When Is Debt Dangerous?

Generally speaking, debt only becomes a real problem when a company can't easily pay it off, either by raising capital or with its own cash flow. Part and parcel of capitalism is the process of 'creative destruction' where failed businesses are mercilessly liquidated by their bankers. While that is not too common, we often do see indebted companies permanently diluting shareholders because lenders force them to raise capital at a distressed price. Of course, debt can be an important tool in businesses, particularly capital heavy businesses. The first step when considering a company's debt levels is to consider its cash and debt together.

See our latest analysis for Borneo Oil Berhad

How Much Debt Does Borneo Oil Berhad Carry?

As you can see below, at the end of June 2022, Borneo Oil Berhad had RM27.3m of debt, up from RM16.8m a year ago. Click the image for more detail. However, it also had RM23.2m in cash, and so its net debt is RM4.07m.
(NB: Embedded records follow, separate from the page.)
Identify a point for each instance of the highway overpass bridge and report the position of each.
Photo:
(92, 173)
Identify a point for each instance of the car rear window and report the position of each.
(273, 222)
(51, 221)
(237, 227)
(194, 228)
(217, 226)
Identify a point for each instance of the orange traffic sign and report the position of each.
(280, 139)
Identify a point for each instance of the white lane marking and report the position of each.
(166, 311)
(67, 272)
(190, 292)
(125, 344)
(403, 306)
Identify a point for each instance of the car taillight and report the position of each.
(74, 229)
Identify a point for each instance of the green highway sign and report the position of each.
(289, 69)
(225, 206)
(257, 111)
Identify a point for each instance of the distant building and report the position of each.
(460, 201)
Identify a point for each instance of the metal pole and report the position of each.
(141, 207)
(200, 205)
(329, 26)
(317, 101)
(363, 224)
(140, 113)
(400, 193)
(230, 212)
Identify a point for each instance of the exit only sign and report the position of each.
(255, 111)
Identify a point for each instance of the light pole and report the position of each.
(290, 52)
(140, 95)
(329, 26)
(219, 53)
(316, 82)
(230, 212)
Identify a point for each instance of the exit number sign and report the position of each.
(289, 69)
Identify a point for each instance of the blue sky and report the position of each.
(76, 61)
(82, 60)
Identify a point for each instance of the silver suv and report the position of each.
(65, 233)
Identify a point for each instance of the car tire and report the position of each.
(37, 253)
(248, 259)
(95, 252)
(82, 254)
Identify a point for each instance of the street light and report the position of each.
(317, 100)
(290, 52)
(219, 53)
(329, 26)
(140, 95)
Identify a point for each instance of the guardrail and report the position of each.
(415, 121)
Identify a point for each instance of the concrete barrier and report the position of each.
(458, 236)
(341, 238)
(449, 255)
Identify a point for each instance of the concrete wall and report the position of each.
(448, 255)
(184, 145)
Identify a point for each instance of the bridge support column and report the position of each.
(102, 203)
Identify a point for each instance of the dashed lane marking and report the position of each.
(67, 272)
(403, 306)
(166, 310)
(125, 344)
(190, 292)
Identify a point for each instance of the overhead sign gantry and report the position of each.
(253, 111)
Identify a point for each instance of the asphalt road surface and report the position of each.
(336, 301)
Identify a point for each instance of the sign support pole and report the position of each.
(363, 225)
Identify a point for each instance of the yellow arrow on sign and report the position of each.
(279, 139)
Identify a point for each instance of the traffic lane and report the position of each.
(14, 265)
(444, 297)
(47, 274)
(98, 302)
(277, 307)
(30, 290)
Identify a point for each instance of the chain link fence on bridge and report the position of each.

debt-equity-history-analysis
KLSE:BORNOIL Debt to Equity History September 9th 2022

A Look At Borneo Oil Berhad's Liabilities

According to the last reported balance sheet, Borneo Oil Berhad had liabilities of RM22.7m due within 12 months, and liabilities of RM48.8m due beyond 12 months. On the other hand, it had cash of RM23.2m and RM53.2m worth of receivables due within a year. So it can boast RM4.86m more liquid assets than total liabilities.

This short term liquidity is a sign that Borneo Oil Berhad could probably pay off its debt with ease, as its balance sheet is far from stretched.

We use two main ratios to inform us about debt levels relative to earnings. The first is net debt divided by earnings before interest, tax, depreciation, and amortization (EBITDA), while the second is how many times its earnings before interest and tax (EBIT) covers its interest expense (or its interest cover, for short). The advantage of this approach is that we take into account both the absolute quantum of debt (with net debt to EBITDA) and the actual interest expenses associated with that debt (with its interest cover ratio).

Borneo Oil Berhad has very little debt (net of cash), and boasts a debt to EBITDA ratio of 0.07 and EBIT of 40.8 times the interest expense. Indeed relative to its earnings its debt load seems light as a feather. In addition to that, we're happy to report that Borneo Oil Berhad has boosted its EBIT by 89%, thus reducing the spectre of future debt repayments. When analysing debt levels, the balance sheet is the obvious place to start. But it is Borneo Oil Berhad's earnings that will influence how the balance sheet holds up in the future. So when considering debt, it's definitely worth looking at the earnings trend. Click here for an interactive snapshot.

Finally, a company can only pay off debt with cold hard cash, not accounting profits. So the logical step is to look at the proportion of that EBIT that is matched by actual free cash flow. Over the last three years, Borneo Oil Berhad saw substantial negative free cash flow, in total. While investors are no doubt expecting a reversal of that situation in due course, it clearly does mean its use of debt is more risky.

Our View

Borneo Oil Berhad's interest cover suggests it can handle its debt as easily as Cristiano Ronaldo could score a goal against an under 14's goalkeeper. But we must concede we find its conversion of EBIT to free cash flow has the opposite effect. When we consider the range of factors above, it looks like Borneo Oil Berhad is pretty sensible with its use of debt. While that brings some risk, it can also enhance returns for shareholders. When analysing debt levels, the balance sheet is the obvious place to start. However, not all investment risk resides within the balance sheet - far from it. For example, we've discovered 2 warning signs for Borneo Oil Berhad that you should be aware of before investing here.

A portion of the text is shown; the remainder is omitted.